3A and 3B are structural views of the hydrogen storage alloy electrode manufacturing apparatus according to the present embodiment, where FIG. 3A is a top view and FIG. 3B is a side view.

FIG. 4 is a graph showing the results of performance experiments of batteries using the electrode manufactured by the method of the present embodiment and the electrode manufactured by the conventional method.
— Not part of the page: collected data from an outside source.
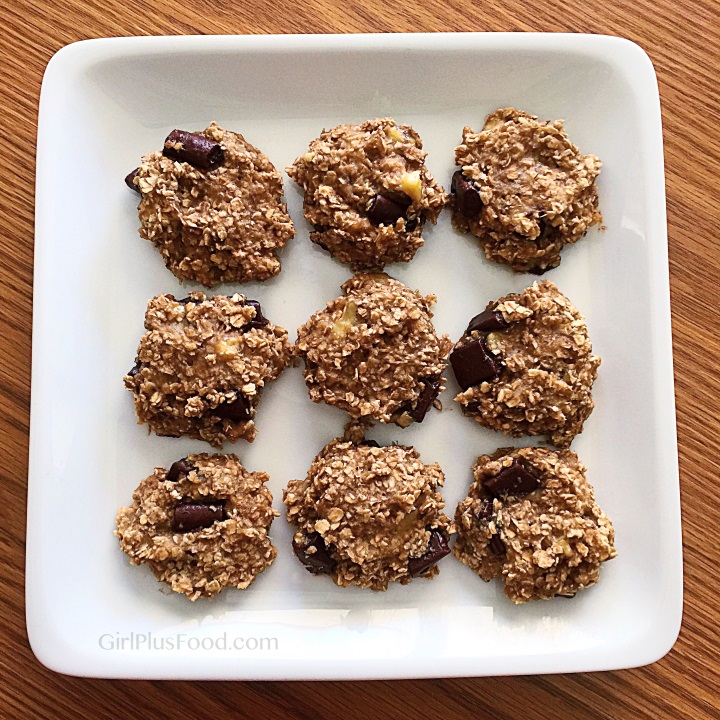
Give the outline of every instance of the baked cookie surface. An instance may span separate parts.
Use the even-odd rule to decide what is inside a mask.
[[[448,555],[450,518],[437,488],[444,475],[411,447],[337,439],[284,493],[293,550],[313,574],[342,586],[385,590],[432,578]]]
[[[180,280],[207,287],[266,280],[295,234],[280,173],[242,135],[215,123],[174,130],[142,159],[128,185],[140,192],[140,235]]]
[[[602,163],[570,142],[562,120],[505,108],[455,151],[453,225],[478,238],[489,260],[543,273],[560,251],[602,221],[595,180]]]
[[[565,447],[593,410],[600,358],[582,315],[543,280],[474,317],[450,365],[464,414],[505,435],[547,435]]]
[[[118,510],[115,535],[133,565],[147,563],[190,600],[244,589],[277,555],[267,481],[235,455],[188,455],[140,483]]]
[[[125,386],[140,423],[157,435],[187,436],[220,447],[256,435],[255,409],[265,384],[292,360],[287,331],[243,295],[148,303],[135,366]]]
[[[571,450],[500,448],[473,468],[453,553],[515,603],[572,597],[616,556],[614,530]]]
[[[310,239],[353,270],[408,262],[447,196],[410,125],[391,118],[324,130],[287,168],[304,190]]]
[[[422,422],[444,389],[452,347],[447,335],[435,334],[435,296],[382,273],[355,275],[342,289],[345,295],[298,330],[310,398],[355,418]]]

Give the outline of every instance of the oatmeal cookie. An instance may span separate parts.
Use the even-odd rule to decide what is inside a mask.
[[[594,407],[600,358],[585,320],[548,280],[474,317],[450,353],[463,413],[505,435],[566,447]]]
[[[287,168],[305,191],[310,239],[353,270],[408,262],[447,196],[410,125],[391,118],[324,130]]]
[[[298,330],[297,354],[313,402],[406,427],[444,390],[452,342],[438,337],[423,297],[385,274],[359,274]]]
[[[560,264],[564,245],[602,220],[595,180],[601,162],[582,155],[562,120],[540,122],[505,108],[455,150],[453,225],[475,235],[489,260],[517,272]]]
[[[147,563],[190,600],[245,589],[277,555],[267,481],[235,455],[188,455],[140,483],[115,535],[133,565]]]
[[[140,192],[140,235],[180,280],[207,287],[266,280],[295,234],[280,173],[242,135],[212,123],[173,130],[126,178]]]
[[[273,325],[260,304],[243,295],[148,303],[135,367],[125,387],[138,421],[158,435],[252,442],[253,418],[265,383],[292,359],[287,330]]]
[[[411,447],[333,440],[284,493],[298,527],[293,550],[311,573],[341,587],[385,590],[432,578],[453,531],[441,512],[443,481],[440,467],[424,465]]]
[[[502,576],[515,603],[572,597],[615,557],[615,533],[571,450],[482,455],[455,513],[455,557],[483,580]]]

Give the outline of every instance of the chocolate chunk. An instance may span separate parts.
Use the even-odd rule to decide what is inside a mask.
[[[420,382],[423,384],[422,392],[415,408],[409,411],[410,417],[419,423],[425,419],[427,411],[440,394],[440,378],[423,378]]]
[[[493,514],[493,504],[492,500],[483,500],[480,503],[480,509],[477,512],[477,516],[480,520],[486,520],[489,517],[492,517]]]
[[[450,548],[445,533],[442,530],[432,530],[427,550],[419,558],[410,558],[408,561],[408,573],[412,577],[422,575],[435,565],[438,560],[442,560],[449,554]]]
[[[405,232],[414,232],[418,225],[423,227],[425,225],[425,216],[418,215],[418,217],[410,218],[405,222]]]
[[[495,534],[490,537],[490,541],[488,542],[488,547],[492,551],[494,555],[504,555],[505,554],[505,543],[500,539],[500,536]]]
[[[475,330],[490,332],[491,330],[504,330],[506,327],[510,327],[510,323],[503,317],[503,314],[494,308],[488,308],[470,321],[465,332],[471,333]]]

FIG. 5 is a diagram schematically showing a manufacturing process of a conventional hydrogen storage alloy electrode.

[Explanation of symbols]

 1 Base 2 Spacer 3 Hydrogen Storage Alloy Paste 4 Spatula 5 Punching Metal 6 Spacer 7 Hydrogen Storage Alloy Paste 11 Rotating Sheet with Primary Spacer 12 Rotating Roller 13 Paste Supply Section 13a Hydrogen Storage Alloy Paste 14 Primary Knife 15 Punching Metal Supply Roller 16 Punching Metal 17 Secondary spacer 18 Roller 19 Paste supply section 19a Hydrogen storage alloy paste 20 Secondary knife 21 Drying furnace 100 Paste tank 110 Hydrogen storage alloy paste 120 Conductive support (punching metal) 130 Slit

Claims (4)

[Claims] 1. A method for producing a hydrogen storage alloy electrode, comprising applying a paste containing a hydrogen storage alloy to both surfaces of a two-dimensional current collector, wherein the two-dimensional current collector is horizontal and On the lower surface, a uniform paste having the same thickness as the spacer is applied using a spacer having a predetermined uniform thickness provided on another horizontal surface, and on the upper surface of the two-dimensional current collector, A method for manufacturing a hydrogen storage alloy electrode, characterized in that a spacer having the same shape as the spacer is used and a uniform paste having the same thickness as the spacer is applied. 2. A method of manufacturing a hydrogen storage alloy electrode, comprising applying a paste containing a hydrogen storage alloy to both surfaces of a two-dimensional current collector, the method comprising: a conveyor belt having first spacers each having a predetermined thickness on both upper surfaces thereof. The paste continuously supplied to the first
Of the spacer to the predetermined thickness, the two-dimensional current collector is placed horizontally on the first spacer, the paste of the predetermined thickness on the lower surface of the two-dimensional current collector. The second spacer is applied at a position corresponding to the first spacer on the upper surface of the two-dimensional current collector, and the paste supplied to the upper surface of the two-dimensional current collector with the second spacer as a reference. A method for producing a hydrogen storage alloy electrode, which comprises setting a predetermined thickness and drying a paste having a predetermined thickness applied to the lower surface and the upper surface of the two-dimensional current collector in a drying furnace. 3. The method for producing a hydrogen storage alloy electrode according to claim 1, wherein the paste has a solution concentration of a thickener added to 0.2 to 0.5%. 4. A hydrogen storage alloy electrode manufacturing apparatus in which a paste containing a hydrogen storage alloy is applied to both surfaces of a two-dimensional current collector, and a transport method in which primary spacers having a predetermined uniform thickness are provided at both ends of the upper surface thereof. A belt, a linear knife having a linear tip portion abutting on the upper surface of the primary spacer, and a primary knife that continuously supplies the paste onto the conveyor belt to a predetermined uniform thickness, the paste and the primary spacer A two-dimensional current collector supply means for supplying the two-dimensional current collector, a secondary spacer provided at a position corresponding to each of the primary spacers on the supplied two-dimensional current collector, and a linear shape A secondary knife whose tip portion is in contact with the upper surface of the secondary spacer and which makes the paste continuously supplied onto the two-dimensional current collector have the same uniform thickness as the secondary spacer; Characteristic hydrogen Storage alloy manufacturing equipment.